In this example, the Ul 600 comprises a record button 625. The record button 625 records the manual movement of intensity via the slider parameter or via sensors, etc. It can overwrite previous recordings. In this example, the Ul 600 comprises a library button 630. The library button 630 allows a user to navigate and/or hotswap the current music asset from the library of dynamic tracks and/or previews.

Referring to Figure 7 there is shown another example of a Ul 700. The example Ul 700 represents a backend system.

Referring to Figure 8 there is shown another example of a Ul 800. The example Ul 800 represents stem selection.

Referring to Figure 9 there is shown another example of a Ul 900. The example Ul 800 represents a web-based interface for an example interactive music platform and/or system, such as described herein.

Referring to Figure 10 there is shown an example of a characteristic curve 1000. The example characteristic curve 1000 shows an example of how intensity varies with time.

Referring to Figure 11 there is shown another example of a characteristic curve 1100. The example characteristic curve 1100 shows an example of how intensity variation with time may be modified.

Referring to Figure 12 there is shown an example of an intensity plot 1200. Suggestions for motion-triggered and intensity-triggered SFX are depicted. The intensity plot 1200 may be obtained by analysing video data. A resulting audio arrangement may accompany the video data.

Referring to Figure 13 there is shown another example of a Ul 1300. The example Ul 1300 depicts how a video can be selected and analysed in real time or non real time.

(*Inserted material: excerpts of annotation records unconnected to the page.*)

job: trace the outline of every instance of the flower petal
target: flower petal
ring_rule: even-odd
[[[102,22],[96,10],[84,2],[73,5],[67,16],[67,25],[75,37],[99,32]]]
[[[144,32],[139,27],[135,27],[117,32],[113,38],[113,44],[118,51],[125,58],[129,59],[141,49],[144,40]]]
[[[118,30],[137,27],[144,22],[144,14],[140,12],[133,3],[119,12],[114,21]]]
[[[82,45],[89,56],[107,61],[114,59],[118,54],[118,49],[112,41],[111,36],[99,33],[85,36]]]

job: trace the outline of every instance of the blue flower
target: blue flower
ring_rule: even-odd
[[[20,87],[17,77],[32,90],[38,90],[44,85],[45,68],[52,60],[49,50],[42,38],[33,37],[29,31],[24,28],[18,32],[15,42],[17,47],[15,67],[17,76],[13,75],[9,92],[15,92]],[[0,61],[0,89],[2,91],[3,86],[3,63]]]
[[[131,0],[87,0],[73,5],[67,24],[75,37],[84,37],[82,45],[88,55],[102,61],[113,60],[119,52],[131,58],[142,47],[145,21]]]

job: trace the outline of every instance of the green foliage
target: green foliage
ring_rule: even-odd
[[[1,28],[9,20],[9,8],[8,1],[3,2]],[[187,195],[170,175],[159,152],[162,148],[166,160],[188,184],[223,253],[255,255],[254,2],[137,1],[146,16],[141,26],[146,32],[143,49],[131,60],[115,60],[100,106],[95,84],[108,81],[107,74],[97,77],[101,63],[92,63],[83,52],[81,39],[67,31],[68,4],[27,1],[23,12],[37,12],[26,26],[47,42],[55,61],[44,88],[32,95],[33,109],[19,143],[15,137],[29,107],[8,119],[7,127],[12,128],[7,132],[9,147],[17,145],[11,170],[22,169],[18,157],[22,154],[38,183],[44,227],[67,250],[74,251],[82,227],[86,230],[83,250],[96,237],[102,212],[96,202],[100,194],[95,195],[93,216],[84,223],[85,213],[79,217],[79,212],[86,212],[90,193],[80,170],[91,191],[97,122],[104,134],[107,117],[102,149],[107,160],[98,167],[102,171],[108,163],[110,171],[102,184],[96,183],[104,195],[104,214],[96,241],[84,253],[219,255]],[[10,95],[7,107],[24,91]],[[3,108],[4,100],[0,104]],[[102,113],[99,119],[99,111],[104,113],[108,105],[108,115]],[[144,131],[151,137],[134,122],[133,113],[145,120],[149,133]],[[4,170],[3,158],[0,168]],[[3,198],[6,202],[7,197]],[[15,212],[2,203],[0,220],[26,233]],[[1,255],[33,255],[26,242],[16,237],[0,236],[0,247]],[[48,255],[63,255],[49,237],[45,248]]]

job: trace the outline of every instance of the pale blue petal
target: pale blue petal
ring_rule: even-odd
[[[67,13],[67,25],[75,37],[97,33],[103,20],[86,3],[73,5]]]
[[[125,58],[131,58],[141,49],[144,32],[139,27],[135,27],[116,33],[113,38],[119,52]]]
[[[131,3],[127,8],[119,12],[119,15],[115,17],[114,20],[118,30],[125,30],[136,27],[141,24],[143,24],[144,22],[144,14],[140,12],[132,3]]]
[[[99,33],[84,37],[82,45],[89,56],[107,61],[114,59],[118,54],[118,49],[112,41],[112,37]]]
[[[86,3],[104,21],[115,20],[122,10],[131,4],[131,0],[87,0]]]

Once analysis is completed, the resulting plot may be exported as a Scored' file.

Various measures (for example, methods, systems and computer programs) are provided in relation to generating audio arrangements. Such measures enable highly personalised audio arrangements to be generated efficiently and effectively. Such audio arrangements may be provided substantially in real time to an end user. The end user may be able to use a Ul with relatively few options to select from to generate personalised audio arrangements. This differs significantly from, for example, a typical DAW, which a novice user is unlikely to be able to navigate quickly and efficiently.

A request is received for an audio arrangement having one or more target audio arrangement characteristics. The request may correspond to a variation request as described above. In particular, the variation request may be an initial request for an initial variant of an audio arrangement, or may be a subsequent request for a variation of an earlier variant of an audio arrangement. A target audio arrangement characteristic may be considered to be a desired characteristic of an audio arrangement. Examples of such characteristic include, but are not limited to, intensity, duration and genre.

One or more target audio attributes are identified based on the one or more target audio arrangement characteristics. A target audio attribute may be considered to be a desired attribute of audio data. An audio attribute may be more granular than an audio arrangement characteristic. An audio arrangement characteristic may be considered to be an abstraction. For example, a desired audio arrangement characteristic may be medium intensity. One or more desired audio attributes may be derived from a medium intensity. For example, one or more spectral weight coefficients (an example of an audio attribute) may be identified as corresponding to a medium intensity.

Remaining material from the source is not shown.